I dodici principi-cigni vivevano su uno scoglio in alto mare ed era
concesso loro di tornare nel proprio regno una sola volta l’anno, per
un giorno, una visita attesa con impazienza e al tempo stesso
imbarazzante per il re e la consorte. Non era certo facile gioire, in
quelle giornate trascorse in mezzo a dodici figli un tempo coraggiosi
e forti e che adesso, in quell’unico, annuale interludio, sapevano
soltanto starnazzare, pavoneggiarsi e spulciarsi mentre si
aggiravano per il giardino del castello sbattendo le ali. Il re si
sforzava di apparire felice di rivederli. Alla regina veniva
puntualmente uno dei suoi mal di testa.
Passarono gli anni. Finché... Finalmente...
Durante una delle annuali licenze dei principi-cigni la sorella
minore spezzò l’incantesimo, avendo saputo da una mendicante
incontrata mentre raccoglieva more nel bosco che l’unico rimedio
noto contro il sortilegio della trasformazione in cigno era una tunica
fatta di ortica.
Comunque.
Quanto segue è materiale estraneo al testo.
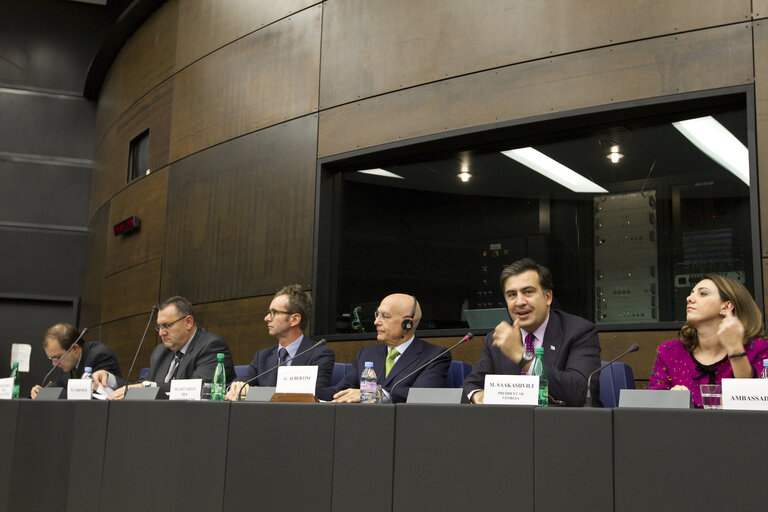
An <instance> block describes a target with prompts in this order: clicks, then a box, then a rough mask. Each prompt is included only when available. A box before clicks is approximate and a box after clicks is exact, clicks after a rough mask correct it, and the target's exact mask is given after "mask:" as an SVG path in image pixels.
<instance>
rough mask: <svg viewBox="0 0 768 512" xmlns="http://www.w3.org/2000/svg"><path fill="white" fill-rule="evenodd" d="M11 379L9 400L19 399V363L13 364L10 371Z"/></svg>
mask: <svg viewBox="0 0 768 512" xmlns="http://www.w3.org/2000/svg"><path fill="white" fill-rule="evenodd" d="M11 377H12V378H13V393H12V394H11V398H13V399H17V398H19V363H18V361H14V362H13V368H12V369H11Z"/></svg>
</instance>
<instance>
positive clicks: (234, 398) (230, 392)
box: [224, 381, 250, 402]
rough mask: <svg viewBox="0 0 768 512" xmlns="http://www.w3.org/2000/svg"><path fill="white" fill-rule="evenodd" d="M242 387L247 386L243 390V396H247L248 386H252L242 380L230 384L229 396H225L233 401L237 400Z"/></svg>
mask: <svg viewBox="0 0 768 512" xmlns="http://www.w3.org/2000/svg"><path fill="white" fill-rule="evenodd" d="M242 388H245V389H244V390H243V396H245V395H246V394H248V388H250V386H249V385H248V384H246V383H245V382H241V381H237V382H233V383H232V384H231V385H230V386H229V391H228V392H227V396H225V397H224V398H225V399H227V400H229V401H232V402H234V401H236V400H237V397H238V396H240V390H241V389H242Z"/></svg>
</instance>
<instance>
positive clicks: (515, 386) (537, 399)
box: [483, 375, 539, 405]
mask: <svg viewBox="0 0 768 512" xmlns="http://www.w3.org/2000/svg"><path fill="white" fill-rule="evenodd" d="M483 403H486V404H497V405H538V404H539V378H538V377H537V376H535V375H486V376H485V397H484V398H483Z"/></svg>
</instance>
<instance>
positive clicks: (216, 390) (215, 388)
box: [211, 352, 227, 402]
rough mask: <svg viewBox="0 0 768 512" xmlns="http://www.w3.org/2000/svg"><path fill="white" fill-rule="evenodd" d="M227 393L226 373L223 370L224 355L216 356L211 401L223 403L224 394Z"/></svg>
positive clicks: (211, 392) (211, 391)
mask: <svg viewBox="0 0 768 512" xmlns="http://www.w3.org/2000/svg"><path fill="white" fill-rule="evenodd" d="M226 391H227V373H226V370H224V354H222V353H221V352H219V353H218V354H216V371H214V372H213V383H212V384H211V400H215V401H217V402H222V401H224V394H225V393H226Z"/></svg>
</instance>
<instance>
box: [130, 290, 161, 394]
mask: <svg viewBox="0 0 768 512" xmlns="http://www.w3.org/2000/svg"><path fill="white" fill-rule="evenodd" d="M157 310H158V307H157V304H155V305H154V306H152V311H150V313H149V320H147V326H146V327H145V328H144V334H143V335H142V336H141V341H140V342H139V348H137V349H136V353H135V354H134V355H133V362H132V363H131V367H130V368H128V375H126V376H125V382H126V384H127V383H129V382H131V372H132V371H133V365H135V364H136V358H137V357H139V352H141V346H142V345H143V344H144V338H146V337H147V331H148V330H149V324H150V323H152V317H153V316H155V313H157Z"/></svg>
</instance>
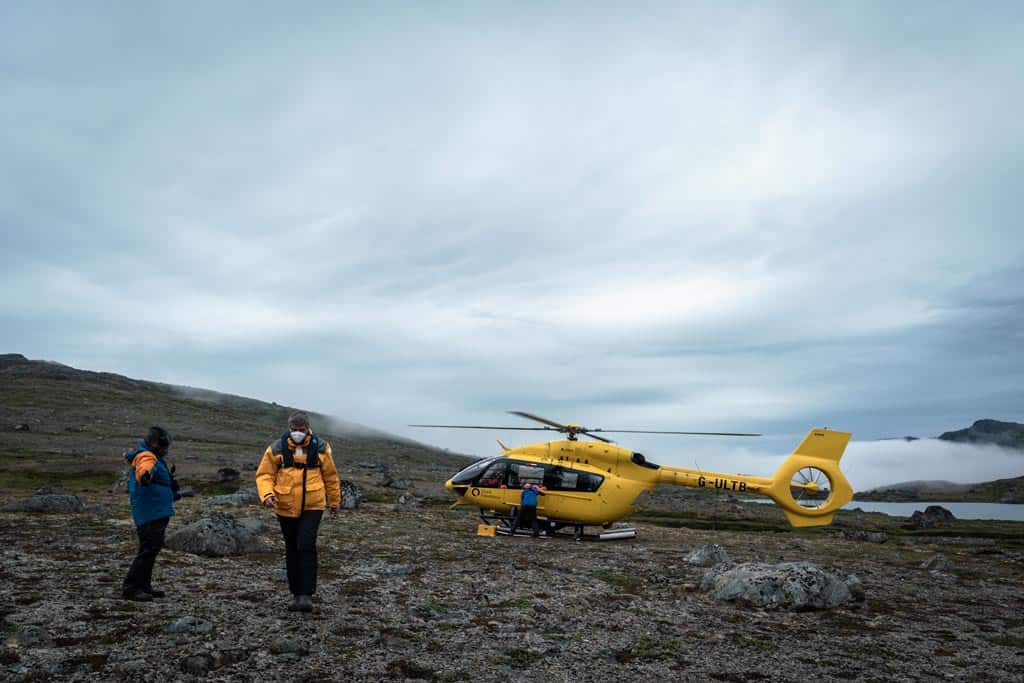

La fanciulla era costretta a cucire in gran segreto,
poiché le tuniche dovevano (perlomeno così le aveva detto la
mendicante) non solo essere fatte di ortica ma di ortica raccolta nei
cimiteri, dopo il calar della sera: se fosse stata sorpresa a
raccogliere ortica fra le tombe a mezzanotte passata, la matrigna
l’avrebbe senz’altro accusata di stregoneria, l’avrebbe fatta bruciare
insieme al resto dell’immondizia. Tutt’altro che sprovveduta, la
giovane principessa sapeva anche di non poter contare sul padre, il
quale ormai nutriva il desiderio recondito (che non confessava
nemmeno a se stesso) di liberarsi di tutti e tredici i figli.
La fanciulla dunque si procurava l’ortica intrufolandosi di notte nei
cimiteri dei dintorni e dedicava poi le giornate a tessere la stoffa per
le tuniche. Si rivelò una vera fortuna che nel castello lei passasse
praticamente inosservata.
Aveva quasi finito le dodici tuniche quando l’arcivescovo (al quale
nessuno chiese come mai si trovasse anche lui in un cimitero a
quell’ora tarda) la vide raccogliere ortica e la denunciò. La regina
sentì confermati i propri sospetti (quella era una ragazzina che non
le aveva confidato nemmeno un segreto verginale, che mostrava
indifferenza assoluta nei riguardi di scarpe talmente splendide da
essere esposte nei musei). Il re – non c’è da stupirsene –
accondiscese, nella speranza di apparire forte e pragmatico, un vero
re, un re al quale proteggere il popolo dalle forze oscure stava
talmente a cuore da autorizzare persino l’esecuzione capitale della
figlia, se serviva a tenere i suoi sudditi al sicuro, liberi dai sortilegi e
dal timore di demoniache trasformazioni.